Geçen sene yüzde 9,5 iskonto yapılmış. Bunun reçete başı maliyete yansıması gerekmez miydi?
Yüzde 10 kadar ilaç fiyatları düşürüldü. Eskiden 48 TL imiş reçete başına maliyet. Bu iskonto yapılınca 40 TL’ye düşmüş, ama birkaç ayda yeniden 48 TL olmuş. İlaç firmaları değişik yöntemlerle yapmaları gereken ciroyu yine yapıyorlar. Pahalı ilacı hekimlere yazdırıyorlar, reçete başına ilaç sayısını artırıyorlar. Bu devranın devletin sırtına yük olduğunu ve kontrol altına alınması gerektiğini biliyoruz. Aslında ilaç firmalarının yaptıklarını izliyoruz. Ama onların da yok olmasını istemiyoruz, onlar da bu ülkenin hizmet sağlayıcısı, işvereni. Ama “Öldük, bittik, yandık, yok oluyoruz” diye bir şey yok.

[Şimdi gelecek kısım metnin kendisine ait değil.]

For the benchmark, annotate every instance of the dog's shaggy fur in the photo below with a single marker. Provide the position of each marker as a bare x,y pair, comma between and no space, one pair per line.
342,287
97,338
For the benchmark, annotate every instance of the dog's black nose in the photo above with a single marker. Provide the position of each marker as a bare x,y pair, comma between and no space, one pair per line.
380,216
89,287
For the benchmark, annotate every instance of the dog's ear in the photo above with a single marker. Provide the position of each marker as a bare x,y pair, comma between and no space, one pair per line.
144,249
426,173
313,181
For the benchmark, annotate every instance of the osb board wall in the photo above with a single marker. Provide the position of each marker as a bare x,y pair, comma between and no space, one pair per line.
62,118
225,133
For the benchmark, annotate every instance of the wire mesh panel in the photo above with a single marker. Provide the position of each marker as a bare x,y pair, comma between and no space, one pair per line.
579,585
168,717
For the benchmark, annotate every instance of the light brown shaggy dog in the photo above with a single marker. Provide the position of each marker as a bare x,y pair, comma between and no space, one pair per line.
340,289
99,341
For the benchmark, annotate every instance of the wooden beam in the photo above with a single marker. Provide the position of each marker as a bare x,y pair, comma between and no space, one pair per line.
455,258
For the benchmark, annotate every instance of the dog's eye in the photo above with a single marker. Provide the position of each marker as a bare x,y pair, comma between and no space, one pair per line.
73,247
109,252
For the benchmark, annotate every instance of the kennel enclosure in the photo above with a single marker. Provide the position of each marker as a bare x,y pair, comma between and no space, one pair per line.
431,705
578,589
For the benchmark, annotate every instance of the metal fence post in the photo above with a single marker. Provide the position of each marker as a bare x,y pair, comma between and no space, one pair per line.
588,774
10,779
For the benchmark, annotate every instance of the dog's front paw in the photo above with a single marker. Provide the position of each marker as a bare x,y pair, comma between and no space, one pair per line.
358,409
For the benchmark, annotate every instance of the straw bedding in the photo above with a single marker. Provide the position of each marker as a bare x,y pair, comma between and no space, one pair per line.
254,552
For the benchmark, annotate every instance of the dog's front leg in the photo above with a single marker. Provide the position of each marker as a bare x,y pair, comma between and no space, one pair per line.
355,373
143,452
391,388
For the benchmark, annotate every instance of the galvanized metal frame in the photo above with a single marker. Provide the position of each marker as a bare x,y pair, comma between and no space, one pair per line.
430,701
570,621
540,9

Piyasada 6 bin 500 ilaç var, ama sadece 240 ilacı karşılamıyoruz diye önümüze getirdiler. Orada da bir hinlik var, bunların hepsi bizi zorlayacak kritik ilaçlar. Vatandaşın alamadığı zaman kriz oluşturacak ilaçlar. Ama yanında kârlı ilaçlar var, onları piyasadan çekeceğiz demiyorlar. Buna karşı bizim de A, B ve C planımız var. Bizim lehimize olan, onların şimdiye kadar kabul etmediği terapötik eşdeğer gibi formülleri gündeme alabiliriz.

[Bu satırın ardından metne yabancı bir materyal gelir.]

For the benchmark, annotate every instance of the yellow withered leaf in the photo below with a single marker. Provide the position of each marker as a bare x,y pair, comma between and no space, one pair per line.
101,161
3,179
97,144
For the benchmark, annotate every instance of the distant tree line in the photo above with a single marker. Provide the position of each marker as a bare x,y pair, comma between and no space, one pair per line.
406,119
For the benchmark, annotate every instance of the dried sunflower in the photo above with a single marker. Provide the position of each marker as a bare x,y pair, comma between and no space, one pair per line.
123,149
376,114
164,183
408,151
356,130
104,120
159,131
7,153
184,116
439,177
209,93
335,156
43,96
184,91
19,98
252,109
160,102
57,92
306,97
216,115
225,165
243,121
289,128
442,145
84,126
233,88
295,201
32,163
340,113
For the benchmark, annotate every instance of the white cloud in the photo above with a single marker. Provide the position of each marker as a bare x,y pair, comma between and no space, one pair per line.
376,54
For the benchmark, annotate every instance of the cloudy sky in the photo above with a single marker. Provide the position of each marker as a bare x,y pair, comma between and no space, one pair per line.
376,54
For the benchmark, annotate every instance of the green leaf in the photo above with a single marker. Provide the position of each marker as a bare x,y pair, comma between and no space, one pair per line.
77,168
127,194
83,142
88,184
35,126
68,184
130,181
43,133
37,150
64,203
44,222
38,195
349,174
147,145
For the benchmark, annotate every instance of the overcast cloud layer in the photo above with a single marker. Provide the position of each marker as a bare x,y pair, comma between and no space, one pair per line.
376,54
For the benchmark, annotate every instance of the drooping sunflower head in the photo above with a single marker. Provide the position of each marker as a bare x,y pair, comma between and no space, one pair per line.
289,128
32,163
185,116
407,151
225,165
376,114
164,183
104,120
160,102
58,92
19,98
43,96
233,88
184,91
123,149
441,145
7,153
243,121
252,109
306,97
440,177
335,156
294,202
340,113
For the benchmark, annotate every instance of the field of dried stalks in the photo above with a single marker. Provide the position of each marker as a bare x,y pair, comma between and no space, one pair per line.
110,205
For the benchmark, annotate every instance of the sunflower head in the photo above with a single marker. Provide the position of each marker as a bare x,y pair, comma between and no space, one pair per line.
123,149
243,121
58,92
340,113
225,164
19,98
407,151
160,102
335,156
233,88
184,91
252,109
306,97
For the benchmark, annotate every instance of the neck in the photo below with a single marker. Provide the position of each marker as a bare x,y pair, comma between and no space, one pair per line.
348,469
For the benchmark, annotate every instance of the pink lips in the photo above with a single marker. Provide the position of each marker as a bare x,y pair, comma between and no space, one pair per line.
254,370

Kritik ilaçları koruyacağız. Vatandaşın ulaşması hayati önem taşıyan ilaçları, suistimale açık olmayan insülin gibi ilaçları korumaya alabiliriz. Ama analjeziklere şu parayı ödüyoruz, hepsi terapötik eşdeğerdir, aynı parayı veriyoruz diyebiliriz.
.
Diş hekimliği muayenehanelerinden hizmet alımıyla ilgili gelişmeler var mı?
.
Diş hekimliği muayenehanesiyle ilgili talepler var. Türk Dişhekimleri Birliği ile de bu konuyu görüşüyoruz. Karar verilmeden önce mali analizinin yapılması lazım. Bütçemize yük getirecek mi, genel politikalara ters bir durum var mı, bunların dikkate alınması gerekiyor. Türkiye’de diş hekimi yeterince görevli mi, vatandaş sırada bekliyor mu, bunun bedeli makul mü, muayenehanelere ihtiyaç var mı, bu makul mü, vatandaşı rahatlatır mı? Bu analizlerin sonucu pozitif çıkarsa neden özel muayenehanelerden hizmet alınmasın? Ama diş hekimliği fakülteleri, ağız ve diş sağlığı merkezleri (ADSM) var. Burada önemli sayıda hekim çalışıyor. ADSM’leri boşa çıkaracak bir uygulama memleket için makul olmaz.
.
Size gelen faturalardan bahsettiniz. Gelen hasta faturaları için maliyet etkinlik analizi yapıyor musunuz?
.
Keşke yapabilsek. Maliyet etkinlik analizi yapabilsek hiçbir tedbire ihtiyacımız olmayacak. Çünkü o tedavinin maliyetinin ne olduğunu bilsek ona göre fiyat belirleyeceğiz. Bu çok kapsamlı bir çalışma. Şimdiye kadar birkaç çaba olmuş. Maliyet etkinliği analizi, tanı tedavi rehberleri, ilaç kullanım rehberleri, kanıta dayalı tıp uygulamaları ve akılcı ilaç uygulamaları projelerimiz var. Bu ülkenin kurtuluşu burada gizli.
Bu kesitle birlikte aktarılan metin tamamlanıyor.